А Ефрем радостно подумал о том, что с этой минуты он более не раб и теперь может с толком распоряжаться честно отработанной свободой. И уж чего он теперь точно никогда не будет делать, так это ставить на кон собственную жизнь, даже спьяну. Но не успел Ефрем отойти в сторону, как к нему подскочил низкорослый урка с перекошенным от злобы лицом и что было сил всадил палачу в бок длинную финку.

— Получай, сучара! — истерически крикнул коротышка.

Голос у коротышки был злорадный, он разом вывел всех из оцепенения, и уже в следующую секунду блатные, извлекая на свет божий припрятанные заточки, ножи и прочие орудия смерти, бросились резать друг друга без разбора и без оглядки.

Возле барака раздавались истошная брань, крики, стоны; перемешалось все — мат, проклятия, мольбы о помощи, визги, треск переломанных костей, чавканье кровавых внутренностей, вываливающихся из распоротых животов… Хрыч, вооружившись длинной финкой, окруженный кодлой верных ему зэков, словно король верными вассалами, вклинился в самую гущу драки и резал, резал.

— Бей сук! — орал он в обезумевшую толпу, обдуманно и взвешенно нанося удары.

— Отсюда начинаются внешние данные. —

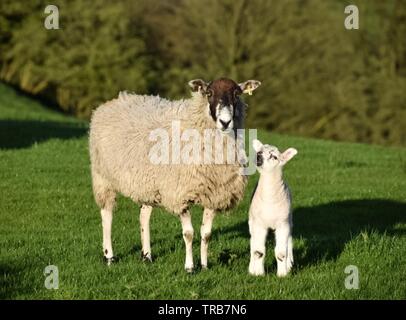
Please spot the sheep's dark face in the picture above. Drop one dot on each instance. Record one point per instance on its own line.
(223, 97)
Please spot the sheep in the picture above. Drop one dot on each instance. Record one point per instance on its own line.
(271, 209)
(120, 145)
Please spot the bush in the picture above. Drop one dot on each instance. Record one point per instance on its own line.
(319, 79)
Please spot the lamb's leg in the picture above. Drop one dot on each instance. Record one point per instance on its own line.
(205, 232)
(290, 252)
(282, 235)
(145, 215)
(187, 230)
(258, 240)
(107, 220)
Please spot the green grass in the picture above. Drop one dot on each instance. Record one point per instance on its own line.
(349, 209)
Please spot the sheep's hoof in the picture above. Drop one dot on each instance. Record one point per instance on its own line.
(189, 270)
(110, 261)
(146, 257)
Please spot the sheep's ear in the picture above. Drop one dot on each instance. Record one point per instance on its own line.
(257, 145)
(288, 154)
(198, 85)
(249, 86)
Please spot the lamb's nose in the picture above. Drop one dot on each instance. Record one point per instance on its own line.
(225, 124)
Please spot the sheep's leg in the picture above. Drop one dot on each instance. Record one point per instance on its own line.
(205, 232)
(282, 235)
(187, 230)
(145, 215)
(258, 240)
(290, 251)
(107, 220)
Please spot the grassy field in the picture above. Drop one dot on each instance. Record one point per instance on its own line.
(349, 209)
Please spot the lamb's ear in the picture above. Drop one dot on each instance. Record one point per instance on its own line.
(198, 85)
(249, 86)
(257, 145)
(288, 154)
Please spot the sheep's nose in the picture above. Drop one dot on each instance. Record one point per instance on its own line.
(225, 124)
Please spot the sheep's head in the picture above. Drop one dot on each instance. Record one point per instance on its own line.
(223, 97)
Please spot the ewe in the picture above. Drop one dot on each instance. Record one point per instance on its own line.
(271, 209)
(120, 145)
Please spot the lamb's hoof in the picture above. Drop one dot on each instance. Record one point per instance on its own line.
(256, 271)
(146, 257)
(110, 261)
(281, 274)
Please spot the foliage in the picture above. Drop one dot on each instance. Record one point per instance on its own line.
(319, 79)
(341, 217)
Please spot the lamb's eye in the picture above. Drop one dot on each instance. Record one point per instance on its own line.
(209, 93)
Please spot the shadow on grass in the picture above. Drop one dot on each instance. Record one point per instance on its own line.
(11, 283)
(327, 228)
(17, 134)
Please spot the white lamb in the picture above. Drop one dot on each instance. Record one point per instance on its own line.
(271, 209)
(120, 147)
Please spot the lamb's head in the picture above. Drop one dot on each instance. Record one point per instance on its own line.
(269, 157)
(224, 104)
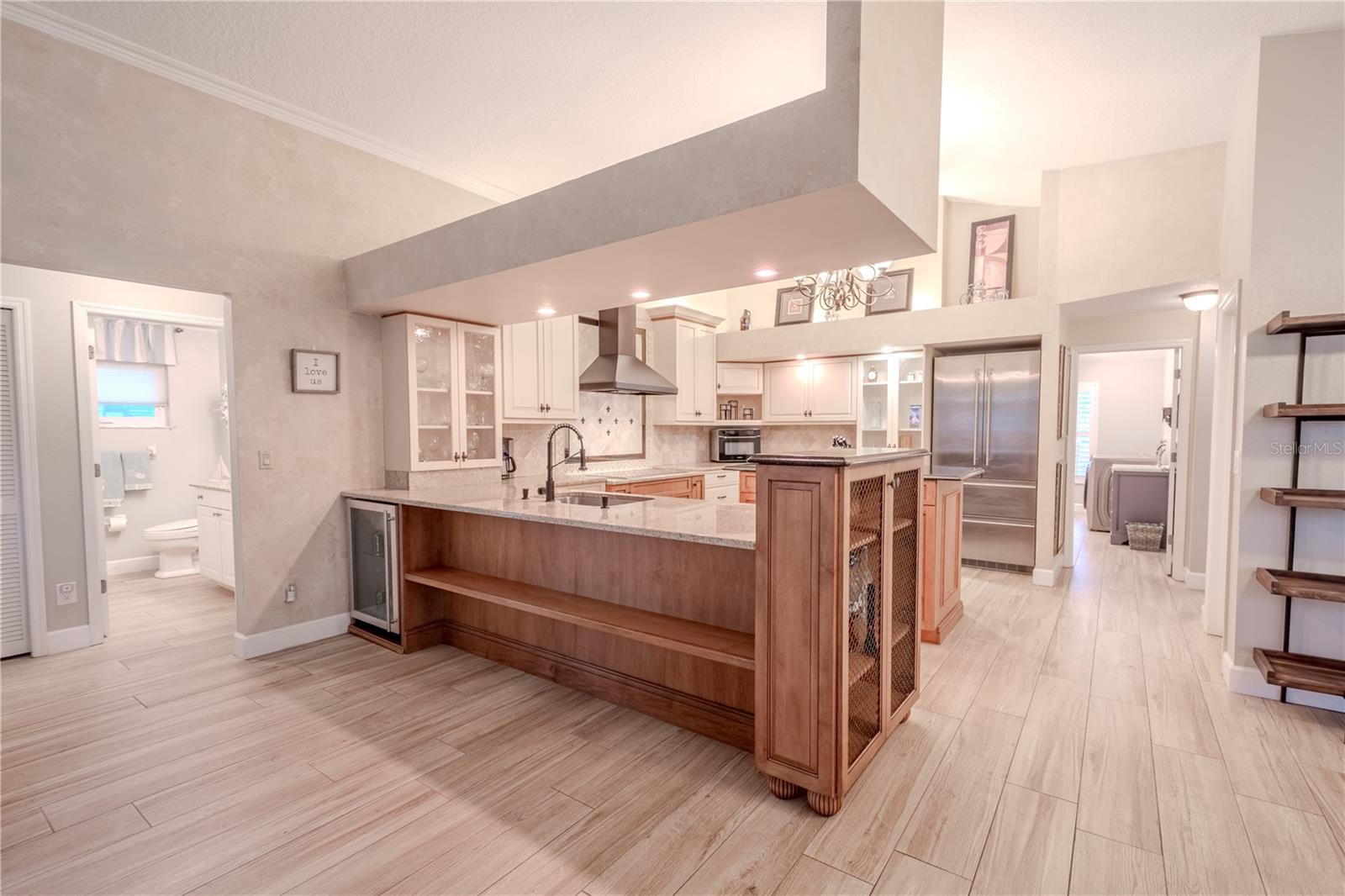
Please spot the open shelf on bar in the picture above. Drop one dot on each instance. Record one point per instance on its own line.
(1302, 672)
(683, 635)
(1311, 498)
(1298, 584)
(1308, 324)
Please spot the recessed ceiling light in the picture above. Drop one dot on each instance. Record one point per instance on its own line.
(1201, 299)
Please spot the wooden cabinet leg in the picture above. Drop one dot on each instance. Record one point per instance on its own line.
(824, 804)
(783, 788)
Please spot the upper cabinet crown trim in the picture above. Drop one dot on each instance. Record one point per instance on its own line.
(683, 313)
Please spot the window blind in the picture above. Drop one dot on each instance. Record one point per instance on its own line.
(1084, 423)
(131, 383)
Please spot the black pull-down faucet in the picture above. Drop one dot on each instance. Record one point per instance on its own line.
(551, 463)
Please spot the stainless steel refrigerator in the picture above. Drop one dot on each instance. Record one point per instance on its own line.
(985, 414)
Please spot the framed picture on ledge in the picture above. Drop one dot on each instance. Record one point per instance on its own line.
(992, 253)
(791, 307)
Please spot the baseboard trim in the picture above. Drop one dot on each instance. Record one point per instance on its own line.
(132, 564)
(276, 640)
(1247, 680)
(64, 640)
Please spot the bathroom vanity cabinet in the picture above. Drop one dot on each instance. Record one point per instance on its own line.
(215, 535)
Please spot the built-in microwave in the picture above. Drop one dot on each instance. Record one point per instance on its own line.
(735, 445)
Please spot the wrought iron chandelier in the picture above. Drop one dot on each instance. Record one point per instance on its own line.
(847, 288)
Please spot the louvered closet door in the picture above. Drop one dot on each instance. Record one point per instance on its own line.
(13, 623)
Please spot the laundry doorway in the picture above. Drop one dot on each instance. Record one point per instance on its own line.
(1127, 448)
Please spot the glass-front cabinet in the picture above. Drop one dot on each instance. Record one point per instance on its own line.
(892, 400)
(441, 393)
(374, 572)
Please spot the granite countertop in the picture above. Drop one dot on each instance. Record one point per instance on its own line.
(954, 472)
(838, 456)
(676, 519)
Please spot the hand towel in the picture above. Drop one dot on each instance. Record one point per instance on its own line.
(113, 479)
(136, 470)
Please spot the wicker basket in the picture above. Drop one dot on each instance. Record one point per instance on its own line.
(1145, 535)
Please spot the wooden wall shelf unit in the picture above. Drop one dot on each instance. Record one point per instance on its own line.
(1321, 674)
(837, 614)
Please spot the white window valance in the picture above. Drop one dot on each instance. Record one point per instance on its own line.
(134, 340)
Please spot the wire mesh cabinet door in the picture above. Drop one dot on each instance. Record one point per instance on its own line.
(905, 546)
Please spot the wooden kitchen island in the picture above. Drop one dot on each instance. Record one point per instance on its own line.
(658, 604)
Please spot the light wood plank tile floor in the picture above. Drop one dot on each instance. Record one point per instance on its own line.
(1073, 741)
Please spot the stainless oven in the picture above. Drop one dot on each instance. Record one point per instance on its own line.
(735, 445)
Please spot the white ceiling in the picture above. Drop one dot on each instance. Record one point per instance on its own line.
(508, 98)
(515, 96)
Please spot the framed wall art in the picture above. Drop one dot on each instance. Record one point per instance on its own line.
(992, 253)
(315, 372)
(791, 307)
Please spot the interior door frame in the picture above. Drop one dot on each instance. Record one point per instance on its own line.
(93, 535)
(1181, 427)
(30, 501)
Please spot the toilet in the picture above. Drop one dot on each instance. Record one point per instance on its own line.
(175, 544)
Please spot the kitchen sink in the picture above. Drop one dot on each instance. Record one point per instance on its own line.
(595, 499)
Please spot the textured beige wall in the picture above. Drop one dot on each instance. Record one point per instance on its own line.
(1138, 222)
(112, 171)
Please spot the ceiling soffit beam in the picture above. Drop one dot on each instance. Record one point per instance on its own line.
(842, 177)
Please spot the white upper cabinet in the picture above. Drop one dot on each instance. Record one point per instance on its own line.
(740, 380)
(810, 390)
(681, 347)
(541, 374)
(441, 394)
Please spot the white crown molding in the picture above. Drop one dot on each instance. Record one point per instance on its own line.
(108, 45)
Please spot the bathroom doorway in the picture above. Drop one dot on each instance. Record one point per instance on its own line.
(1127, 459)
(152, 403)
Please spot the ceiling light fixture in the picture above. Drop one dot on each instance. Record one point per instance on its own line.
(1200, 300)
(847, 288)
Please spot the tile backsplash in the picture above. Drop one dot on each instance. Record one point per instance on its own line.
(665, 445)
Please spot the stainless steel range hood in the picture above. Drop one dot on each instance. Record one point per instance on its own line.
(616, 367)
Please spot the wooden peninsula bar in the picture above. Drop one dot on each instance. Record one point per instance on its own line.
(674, 606)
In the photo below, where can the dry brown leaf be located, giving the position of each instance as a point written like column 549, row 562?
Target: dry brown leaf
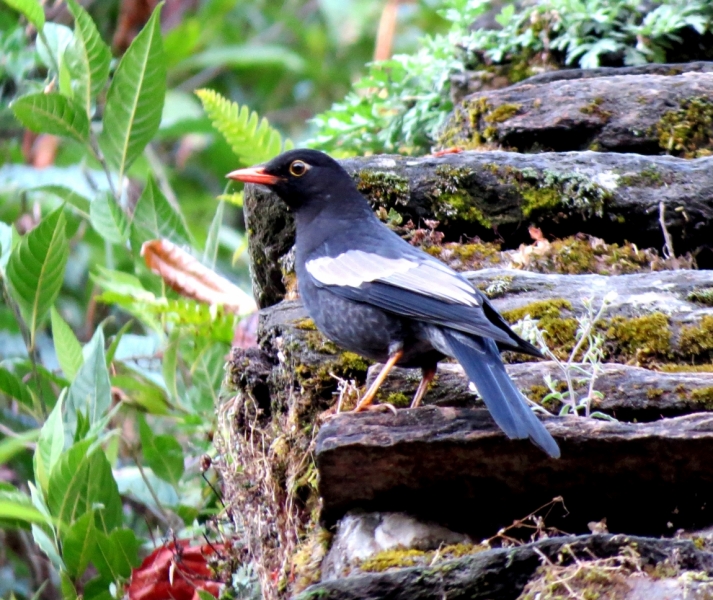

Тимофей Беспалый равнодушно взирал на побоище, стоя на сторожевой вышке. «Началось!» — подумал он. Ему пришла в голову мысль, что если бы он сейчас не был начальником колонии и не имел бы охраны из автоматчиков, то наверняка принял бы участие в кровавой разборке.

Капитан Морозов вопросительно смотрел на полковника Беспалого.

— Что будем делать, товарищ полковник? Может, все-таки разнять их?

— О чем ты говоришь, Пингвин? Еще рано! Ты хочешь лишить зэков удовольствия, а меня такого неповторимого зрелища?! Я тебе никогда не прощу, если оно так быстро закончится. Ты только посмотри, какие у нас в стране богатыри! Из них прямо каждый Илья Муромец да Алеша Попович! Сколько удали, сколько куража! Можно только позавидовать. Знаешь что, Пингвин, ну вот ей-богу, если бы не мои полковничьи погоны, сам бы бросился в эту свалку. Ба! Да среди них немало людей, с которыми я знаком лично. Вон видишь того долговязого мужика с длинной заточкой? Когда-то мы вместе с ним чалились в одном из лагерей. Хочу сказать тебе, что вор он был авторитетный, такие, как он, не сдаются. Но и мы должны помнить слова нашего вождя товарища Сталина: если враг не сдается, его уничтожают! Эх, какие все-таки удальцы наши уголовнички! За воровскую идею они согласны не только шкурой пожертвовать, но и жизнь отдать, — не переставал удивляться Тимофей Беспалый. — Сейчас между суками и ворами начнется такая война, что только держись!